Group shot after Opening Session on May 16 |
I'll let it go. At the Plenary Session that morning, he was a speaker. Maybe his mind was on his speech. The morning was Welcoming Sessions and Plenary Session. The afternoon was another plenary session, a break out group, and an informal meeting of disability groups and advocates.
It's interesting to travel half way around the world and hear things that mimic issues in the United States. In the morning session, a woman spoke the Brazil 2016 Olympics, and the displacement of people to make way from the construction of stadiums. The city now has thousands more homeless people while there are hundreds of thousands of unoccupied housing units. This was like Chicago during the 2016 Bid. Groups opposed to the bid warned of the same displacement issues, and in Chicago there is an issue of unoccupied Chicago Housing Authority Units. In the afternoon, I sat in on part of a session called Cities and Violence, which privatization as a form of violence. A woman from Japan talked about the privatization of the Japanese workforce, how more and more the ranks of full-time employees are giving way to part-time contractual workers. The contractual workers struggle more and more to earn a living because companies are low balling bids in order to land the contracts. Similar to stories I hear in the United States about contractual workers. And in the meeting with the disability community, stories out of Korea and Brazil regarding transportation, health care assistance and design echoed the United States.

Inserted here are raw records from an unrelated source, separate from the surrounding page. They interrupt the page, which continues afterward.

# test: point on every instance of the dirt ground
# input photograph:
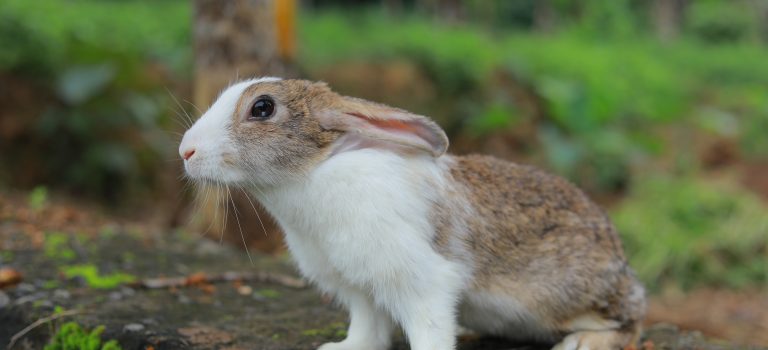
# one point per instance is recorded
(183, 295)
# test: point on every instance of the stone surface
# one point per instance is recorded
(227, 315)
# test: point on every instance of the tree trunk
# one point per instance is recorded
(233, 40)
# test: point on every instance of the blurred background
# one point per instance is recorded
(657, 108)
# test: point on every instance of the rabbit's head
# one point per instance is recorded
(265, 131)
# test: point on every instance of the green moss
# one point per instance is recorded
(38, 198)
(51, 284)
(92, 277)
(73, 337)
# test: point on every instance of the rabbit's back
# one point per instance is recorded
(538, 239)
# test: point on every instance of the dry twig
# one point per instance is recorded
(202, 278)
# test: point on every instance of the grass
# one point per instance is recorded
(71, 336)
(688, 232)
(94, 279)
(604, 99)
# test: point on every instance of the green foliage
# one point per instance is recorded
(689, 232)
(104, 82)
(90, 274)
(604, 97)
(73, 337)
(38, 198)
(721, 21)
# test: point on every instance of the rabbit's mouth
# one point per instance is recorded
(213, 170)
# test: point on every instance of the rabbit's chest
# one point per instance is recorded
(357, 218)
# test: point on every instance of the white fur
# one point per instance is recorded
(208, 138)
(501, 315)
(359, 227)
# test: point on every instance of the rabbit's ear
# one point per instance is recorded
(370, 124)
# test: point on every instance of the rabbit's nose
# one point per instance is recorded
(188, 154)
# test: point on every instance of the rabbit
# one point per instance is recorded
(377, 215)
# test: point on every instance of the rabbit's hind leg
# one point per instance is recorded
(609, 339)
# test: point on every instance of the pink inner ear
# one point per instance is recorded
(406, 132)
(388, 123)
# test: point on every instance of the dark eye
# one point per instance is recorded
(262, 109)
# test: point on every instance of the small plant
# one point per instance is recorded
(73, 337)
(684, 232)
(92, 277)
(38, 198)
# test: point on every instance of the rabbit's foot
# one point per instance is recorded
(349, 345)
(595, 340)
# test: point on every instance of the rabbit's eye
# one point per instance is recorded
(262, 109)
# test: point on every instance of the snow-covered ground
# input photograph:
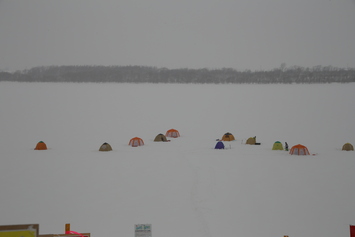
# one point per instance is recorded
(183, 187)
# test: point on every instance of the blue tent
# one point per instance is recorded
(219, 145)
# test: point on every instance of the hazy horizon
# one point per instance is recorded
(244, 35)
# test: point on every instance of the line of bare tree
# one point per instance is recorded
(144, 74)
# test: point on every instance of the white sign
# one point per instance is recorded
(143, 230)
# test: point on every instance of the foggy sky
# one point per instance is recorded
(241, 34)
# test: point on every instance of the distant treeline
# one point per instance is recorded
(144, 74)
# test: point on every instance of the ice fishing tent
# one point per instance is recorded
(347, 147)
(41, 146)
(172, 133)
(105, 147)
(136, 141)
(228, 137)
(219, 145)
(277, 146)
(299, 150)
(160, 138)
(251, 141)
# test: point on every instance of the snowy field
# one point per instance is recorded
(184, 188)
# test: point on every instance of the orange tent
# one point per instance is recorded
(41, 146)
(299, 150)
(136, 141)
(228, 137)
(172, 133)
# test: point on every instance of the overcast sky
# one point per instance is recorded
(241, 34)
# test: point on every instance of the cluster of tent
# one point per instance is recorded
(295, 150)
(134, 142)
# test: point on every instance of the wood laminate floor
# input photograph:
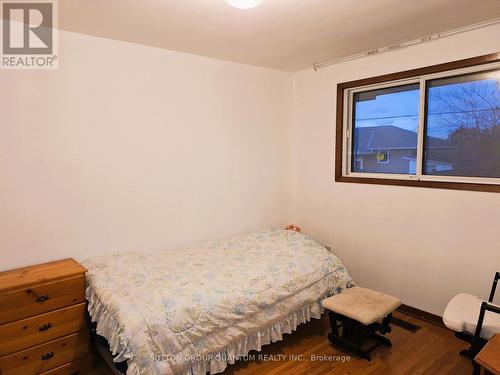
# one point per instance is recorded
(431, 350)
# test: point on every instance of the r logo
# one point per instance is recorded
(27, 28)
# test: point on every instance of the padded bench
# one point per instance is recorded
(356, 315)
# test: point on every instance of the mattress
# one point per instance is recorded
(197, 309)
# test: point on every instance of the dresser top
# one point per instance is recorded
(41, 273)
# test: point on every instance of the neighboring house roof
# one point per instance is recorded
(390, 137)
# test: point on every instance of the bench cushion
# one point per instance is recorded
(364, 305)
(462, 314)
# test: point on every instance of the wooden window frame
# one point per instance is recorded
(388, 78)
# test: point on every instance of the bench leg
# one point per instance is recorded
(354, 334)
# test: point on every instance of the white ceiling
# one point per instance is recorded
(283, 34)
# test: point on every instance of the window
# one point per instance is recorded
(432, 127)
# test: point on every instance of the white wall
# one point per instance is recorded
(423, 245)
(127, 147)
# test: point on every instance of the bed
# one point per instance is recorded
(198, 309)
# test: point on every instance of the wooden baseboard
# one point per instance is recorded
(422, 315)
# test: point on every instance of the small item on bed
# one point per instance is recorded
(294, 228)
(362, 313)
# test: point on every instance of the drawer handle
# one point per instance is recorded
(47, 356)
(45, 327)
(43, 298)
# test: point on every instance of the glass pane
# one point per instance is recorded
(463, 126)
(385, 123)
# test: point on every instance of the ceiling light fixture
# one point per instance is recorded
(244, 4)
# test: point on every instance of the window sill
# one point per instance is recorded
(492, 188)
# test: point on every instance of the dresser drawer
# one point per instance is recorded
(40, 329)
(40, 299)
(47, 356)
(78, 367)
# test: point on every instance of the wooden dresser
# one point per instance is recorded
(42, 320)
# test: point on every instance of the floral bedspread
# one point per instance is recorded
(196, 309)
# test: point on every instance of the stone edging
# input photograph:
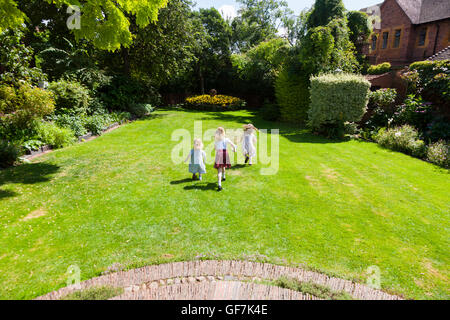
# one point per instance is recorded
(139, 277)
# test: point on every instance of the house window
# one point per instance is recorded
(374, 42)
(422, 37)
(385, 39)
(398, 35)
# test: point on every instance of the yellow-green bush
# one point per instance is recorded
(337, 98)
(380, 68)
(292, 94)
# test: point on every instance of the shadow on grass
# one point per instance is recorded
(26, 174)
(202, 187)
(187, 180)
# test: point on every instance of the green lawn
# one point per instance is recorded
(335, 207)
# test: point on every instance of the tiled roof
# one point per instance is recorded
(423, 11)
(441, 55)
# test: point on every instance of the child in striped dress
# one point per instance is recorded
(197, 160)
(222, 161)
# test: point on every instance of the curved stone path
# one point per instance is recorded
(209, 280)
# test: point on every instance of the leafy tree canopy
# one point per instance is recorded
(105, 23)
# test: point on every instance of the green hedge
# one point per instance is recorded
(292, 94)
(337, 98)
(380, 68)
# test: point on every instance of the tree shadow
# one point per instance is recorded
(26, 174)
(7, 194)
(202, 186)
(187, 180)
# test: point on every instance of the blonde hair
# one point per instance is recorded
(220, 134)
(198, 144)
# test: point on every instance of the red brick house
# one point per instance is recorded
(408, 30)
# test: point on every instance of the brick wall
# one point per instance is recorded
(394, 18)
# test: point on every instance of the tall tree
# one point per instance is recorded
(259, 20)
(105, 23)
(324, 11)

Bus Protest in Seoul, South Korea on April 20 |
The working relationship between SADD and the Independent Living Centers in Korea appear to be similar to that between Access Living and ADAPT. ADAPT does more of the civil disobedience, direct action work, while Access Living supports ADAPT's effort and works more through legislative and legal channels.
Tomorrow afternoon I give my presentation on Independent Living in Chicago.